Il delitto di maltrattamenti è un reato abituale, essendo necessario ripetersi nel tempo di vari comportamenti vessatori i quali, considerati singolarmente, potrebbero anche non essere punibili, e che, invece, acquistano rilevanza penale proprio per effetto della loro reiterazione nel tempo.
Uno degli elementi essenziali del reato è quindi l’abituale reiterazione di atti vessatori o violenti, i quali devono essere sorretti dalla volontà di sottoporre la persona offesa ad una serie di sofferenze fisiche e morali; l’esistenza di tale legame comporta che ciascuna condotta successiva di maltrattamento vada a riannodarsi alle precedenti, saldandosi idealmente alle stesse e andando a costituire, in tal modo, un illecito di carattere strutturalmente unitario (Cass. pen., sez. VI, 19 ottobre 2017, n. 56961). Non integra invece il delitto di maltrattamenti in famiglia, la consumazione di episodici atti lesivi di diritti fondamentali della persona che non risultino però inquadrabili in una cornice unitaria, connotata dall’imposizione al soggetto passivo di un regime di vita oggettivamente vessatorio (Cass. pen., sez. VI, 2 dicembre 2010, n. 45037).
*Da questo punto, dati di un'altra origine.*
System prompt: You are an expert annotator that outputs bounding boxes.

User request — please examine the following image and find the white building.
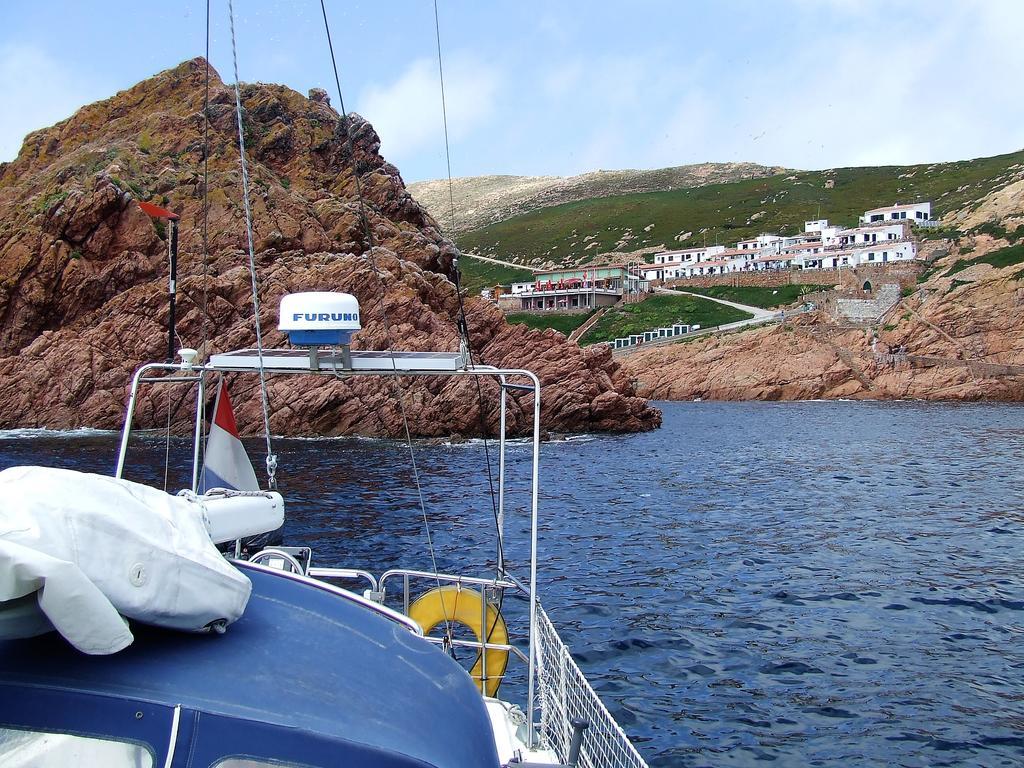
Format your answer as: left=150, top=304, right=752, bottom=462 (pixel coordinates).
left=736, top=233, right=782, bottom=251
left=654, top=246, right=725, bottom=265
left=793, top=241, right=918, bottom=269
left=860, top=203, right=932, bottom=224
left=822, top=221, right=910, bottom=248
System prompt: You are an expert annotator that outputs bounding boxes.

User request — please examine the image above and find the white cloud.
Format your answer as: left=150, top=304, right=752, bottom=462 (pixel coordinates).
left=0, top=44, right=103, bottom=161
left=357, top=55, right=502, bottom=167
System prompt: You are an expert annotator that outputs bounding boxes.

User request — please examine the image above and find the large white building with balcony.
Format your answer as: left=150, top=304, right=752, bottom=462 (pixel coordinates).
left=860, top=203, right=932, bottom=224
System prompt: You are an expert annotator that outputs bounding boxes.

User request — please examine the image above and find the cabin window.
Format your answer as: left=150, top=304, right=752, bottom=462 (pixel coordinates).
left=0, top=728, right=153, bottom=768
left=210, top=758, right=308, bottom=768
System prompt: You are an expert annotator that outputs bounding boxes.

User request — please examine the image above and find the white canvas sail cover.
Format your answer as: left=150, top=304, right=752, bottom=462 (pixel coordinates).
left=0, top=467, right=252, bottom=653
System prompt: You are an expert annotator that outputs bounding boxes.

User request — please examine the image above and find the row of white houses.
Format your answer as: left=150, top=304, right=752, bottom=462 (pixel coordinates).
left=641, top=203, right=932, bottom=281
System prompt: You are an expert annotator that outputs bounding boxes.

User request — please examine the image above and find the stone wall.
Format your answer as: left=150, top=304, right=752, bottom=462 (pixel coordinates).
left=665, top=259, right=925, bottom=290
left=835, top=283, right=900, bottom=323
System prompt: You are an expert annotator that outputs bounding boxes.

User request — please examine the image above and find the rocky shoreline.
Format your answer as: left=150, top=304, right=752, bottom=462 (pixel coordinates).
left=0, top=59, right=660, bottom=437
left=622, top=236, right=1024, bottom=402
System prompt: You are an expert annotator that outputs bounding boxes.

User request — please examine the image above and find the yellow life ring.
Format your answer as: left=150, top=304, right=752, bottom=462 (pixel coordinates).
left=409, top=586, right=509, bottom=696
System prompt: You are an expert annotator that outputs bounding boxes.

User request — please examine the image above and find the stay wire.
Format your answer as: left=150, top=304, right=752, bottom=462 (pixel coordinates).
left=196, top=0, right=210, bottom=481
left=227, top=0, right=278, bottom=489
left=433, top=0, right=505, bottom=671
left=319, top=0, right=454, bottom=647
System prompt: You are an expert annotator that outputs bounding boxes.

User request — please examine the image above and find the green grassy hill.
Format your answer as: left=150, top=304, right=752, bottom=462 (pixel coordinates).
left=580, top=294, right=754, bottom=344
left=459, top=254, right=534, bottom=296
left=459, top=152, right=1024, bottom=265
left=676, top=284, right=836, bottom=309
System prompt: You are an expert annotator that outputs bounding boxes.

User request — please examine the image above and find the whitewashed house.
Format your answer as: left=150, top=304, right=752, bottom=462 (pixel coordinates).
left=822, top=221, right=910, bottom=248
left=860, top=203, right=932, bottom=224
left=654, top=246, right=725, bottom=266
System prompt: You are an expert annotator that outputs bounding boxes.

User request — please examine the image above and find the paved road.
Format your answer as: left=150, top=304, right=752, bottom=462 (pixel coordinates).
left=654, top=288, right=778, bottom=323
left=612, top=288, right=786, bottom=357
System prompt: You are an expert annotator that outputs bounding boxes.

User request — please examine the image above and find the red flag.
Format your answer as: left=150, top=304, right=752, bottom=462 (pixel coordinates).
left=136, top=200, right=179, bottom=221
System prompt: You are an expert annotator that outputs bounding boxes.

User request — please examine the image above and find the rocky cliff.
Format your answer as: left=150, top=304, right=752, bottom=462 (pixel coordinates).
left=624, top=234, right=1024, bottom=401
left=0, top=59, right=660, bottom=435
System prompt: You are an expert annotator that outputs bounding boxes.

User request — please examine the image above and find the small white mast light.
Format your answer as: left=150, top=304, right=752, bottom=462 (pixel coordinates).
left=178, top=347, right=199, bottom=371
left=278, top=291, right=362, bottom=370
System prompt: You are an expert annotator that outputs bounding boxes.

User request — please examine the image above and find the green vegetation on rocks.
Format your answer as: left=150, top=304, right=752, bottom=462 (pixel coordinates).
left=581, top=294, right=754, bottom=344
left=505, top=312, right=592, bottom=336
left=460, top=152, right=1024, bottom=264
left=675, top=284, right=836, bottom=309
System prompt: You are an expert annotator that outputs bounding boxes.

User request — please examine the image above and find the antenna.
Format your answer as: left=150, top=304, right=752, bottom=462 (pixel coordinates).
left=136, top=200, right=179, bottom=362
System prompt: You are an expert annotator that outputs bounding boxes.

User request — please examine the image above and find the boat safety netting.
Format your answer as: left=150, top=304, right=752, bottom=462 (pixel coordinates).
left=537, top=606, right=647, bottom=768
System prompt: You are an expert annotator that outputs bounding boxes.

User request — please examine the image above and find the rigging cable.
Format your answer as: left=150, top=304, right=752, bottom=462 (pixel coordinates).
left=434, top=0, right=505, bottom=575
left=317, top=0, right=455, bottom=638
left=433, top=0, right=505, bottom=688
left=200, top=0, right=210, bottom=481
left=227, top=0, right=278, bottom=489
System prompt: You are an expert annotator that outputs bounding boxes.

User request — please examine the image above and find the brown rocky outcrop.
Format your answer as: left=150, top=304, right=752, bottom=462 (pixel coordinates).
left=623, top=234, right=1024, bottom=401
left=0, top=59, right=660, bottom=435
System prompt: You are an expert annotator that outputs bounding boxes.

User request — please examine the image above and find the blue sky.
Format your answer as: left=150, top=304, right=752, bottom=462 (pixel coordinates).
left=0, top=0, right=1024, bottom=181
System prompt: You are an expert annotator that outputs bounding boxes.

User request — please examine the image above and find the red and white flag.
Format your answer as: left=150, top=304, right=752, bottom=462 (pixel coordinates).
left=199, top=379, right=259, bottom=494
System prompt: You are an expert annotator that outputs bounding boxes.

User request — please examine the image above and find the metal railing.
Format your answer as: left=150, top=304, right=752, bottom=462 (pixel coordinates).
left=537, top=609, right=647, bottom=768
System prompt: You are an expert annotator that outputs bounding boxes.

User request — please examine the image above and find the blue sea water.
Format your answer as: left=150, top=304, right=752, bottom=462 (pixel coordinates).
left=0, top=402, right=1024, bottom=766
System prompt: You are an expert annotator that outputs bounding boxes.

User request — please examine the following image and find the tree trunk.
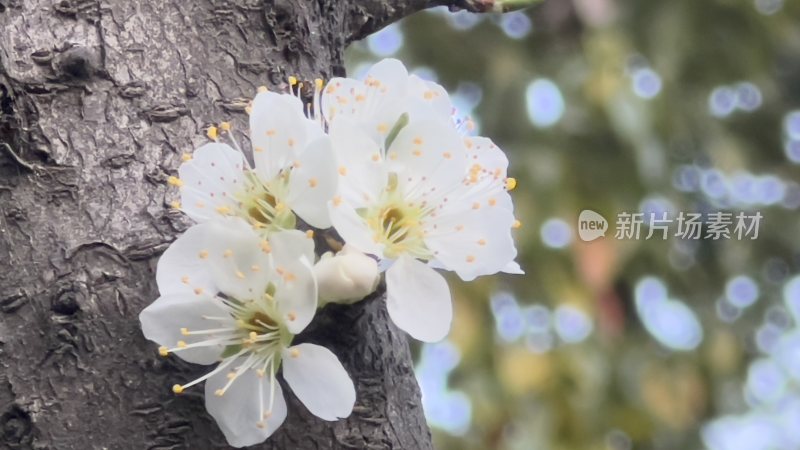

E’ necessario, dunque, che le condotte non siano meramente sporadiche, piuttosto che siano la manifestazione di una persistente attività vessatoria, tale da generare un regime di vita persecutorio ed umiliante (Cass. pen. Sez. VI, n. 833/2022).
La giurisprudenza di legittimità ha anche affermato come sia erronea l’equiparazione, tra reato abituale e reato permanente, al fine di individuare il luogo di consumazione del reato e, quindi, il giudice competente. Ciò in quanto nel reato permanente l’azione è unica ed assume una autonoma portata antigiuridica, fin dai primo atto che ne segna l’esecuzione; tale azione, protraendosi nel tempo, assume una connotazione di permanenza. Nel caso invece di un reato abituale, si è in presenza di singole condotte, singolarmente non idonee ad integrare quella specifica figura tipica, che perdono però la loro individualità (quali percosse, minacce, o quali condotte penalmente irrilevanti), assumendo infine una differente configurazione giuridica, a causa proprio del legame rappresentato dalla reiterazione. Qui è del tutto irrilevante, sotto il profilo giuridico, individuare il momento iniziale della consumazione, in relazione ad una condotta di cui non può prevedersi ii successivo inquadramento; il luogo del commesso reato, in punto di determinazione della competenza, sarà quindi quello in cui l’azione appaia complessivamente riconoscibile e qualificabile alla stregua di un maltrattamento (Cass. pen., sez. VI, 4 novembre 2016, n. 52900).